As I wrote previously, I had run into the limit of how much my neural networks could improve by playing against purely random opponents (or even random opponents with shortcuts, such as always taking winning moves if available) because the signal to noise ratio of those players was simply too low.
If a Neural Network played and one, there was nothing to learn, as the observable patterns would only reinforce what they already knew.
If a Neural Network played one of these random players and lost, there still wasn’t anything to learn as the random player was too erratic for patterns to be picked up.
So, I adjusted my algorithms allowing for a bit of randomness from the Neural Networks. Now, I have essentially 3 ways of playing:
- Neural Networks make the best move they see available. This is how they’ve been playing until now
- Neural Networks randomly choose between all available moves, weighted by how good they think each move is
- Neural Networks first normalize the move weights by a given amount, and then randomly choose between them. This makes the “good” moves less likely and the “bad” moves more likely, resulting in increased randomness.

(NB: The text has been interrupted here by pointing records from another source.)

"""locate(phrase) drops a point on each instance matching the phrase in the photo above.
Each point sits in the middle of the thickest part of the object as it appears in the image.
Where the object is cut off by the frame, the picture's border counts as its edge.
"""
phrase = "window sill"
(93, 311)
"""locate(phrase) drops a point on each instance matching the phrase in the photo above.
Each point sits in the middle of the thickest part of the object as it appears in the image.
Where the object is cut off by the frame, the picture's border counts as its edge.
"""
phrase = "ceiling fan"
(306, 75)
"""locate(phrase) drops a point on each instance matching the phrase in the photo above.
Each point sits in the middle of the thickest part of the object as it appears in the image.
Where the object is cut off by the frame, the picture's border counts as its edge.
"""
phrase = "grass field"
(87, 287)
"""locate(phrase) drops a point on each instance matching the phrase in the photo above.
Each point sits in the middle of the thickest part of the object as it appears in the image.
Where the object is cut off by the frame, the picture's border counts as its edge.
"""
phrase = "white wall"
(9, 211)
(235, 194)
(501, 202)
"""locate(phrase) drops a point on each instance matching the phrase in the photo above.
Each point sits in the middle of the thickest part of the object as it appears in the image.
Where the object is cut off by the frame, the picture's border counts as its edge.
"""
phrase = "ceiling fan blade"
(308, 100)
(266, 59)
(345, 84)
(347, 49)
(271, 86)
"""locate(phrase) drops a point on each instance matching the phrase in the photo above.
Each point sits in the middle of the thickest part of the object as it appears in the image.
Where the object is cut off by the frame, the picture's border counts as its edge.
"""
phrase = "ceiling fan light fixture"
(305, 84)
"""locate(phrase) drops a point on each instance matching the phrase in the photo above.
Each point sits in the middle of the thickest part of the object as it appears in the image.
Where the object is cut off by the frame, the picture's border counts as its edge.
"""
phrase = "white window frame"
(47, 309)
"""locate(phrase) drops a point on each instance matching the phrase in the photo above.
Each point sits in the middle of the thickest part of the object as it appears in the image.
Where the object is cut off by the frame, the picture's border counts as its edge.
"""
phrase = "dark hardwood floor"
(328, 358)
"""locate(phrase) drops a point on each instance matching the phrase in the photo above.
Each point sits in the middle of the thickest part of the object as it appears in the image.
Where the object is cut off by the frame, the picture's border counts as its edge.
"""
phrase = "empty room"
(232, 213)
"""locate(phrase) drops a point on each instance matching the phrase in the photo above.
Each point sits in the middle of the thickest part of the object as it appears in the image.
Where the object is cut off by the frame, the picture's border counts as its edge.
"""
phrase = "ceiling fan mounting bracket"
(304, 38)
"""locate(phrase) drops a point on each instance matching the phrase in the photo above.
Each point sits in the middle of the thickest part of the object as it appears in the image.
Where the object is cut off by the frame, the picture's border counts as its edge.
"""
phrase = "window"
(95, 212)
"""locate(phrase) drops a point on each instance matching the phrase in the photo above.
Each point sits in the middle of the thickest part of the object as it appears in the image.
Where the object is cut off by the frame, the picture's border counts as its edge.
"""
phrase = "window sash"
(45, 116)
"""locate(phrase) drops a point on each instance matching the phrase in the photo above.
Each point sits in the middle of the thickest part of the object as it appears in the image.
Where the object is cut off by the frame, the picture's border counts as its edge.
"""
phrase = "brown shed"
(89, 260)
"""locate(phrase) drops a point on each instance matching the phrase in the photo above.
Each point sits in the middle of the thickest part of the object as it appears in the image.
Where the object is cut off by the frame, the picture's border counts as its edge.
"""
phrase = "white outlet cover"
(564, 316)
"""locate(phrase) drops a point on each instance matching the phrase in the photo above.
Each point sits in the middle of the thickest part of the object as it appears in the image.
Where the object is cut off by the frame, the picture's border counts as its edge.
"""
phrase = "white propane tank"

The key here is that, even though they are choosing random moves, the Neural Networks are still adhering more or less to the patterns of “good” behavior they’ve already learned. Sure, they can pull a wild and random move out of thin air, but they’re not very likely to; this greatly increases the signal strength in the set of “random” matches they play.
The result is that the effectiveness of Larry (the Neural Network I’m currently training) has jumped from 80% against the SRP (where he was previously stuck for several generations) to over 90% in just a few generations. I’m going to see if I can get him over 95% and then try playing against him again to see how he does.
There is, of course, a risk here that he will overtrain and only learn how to beat himself. I’ll have to wait and see if that happens.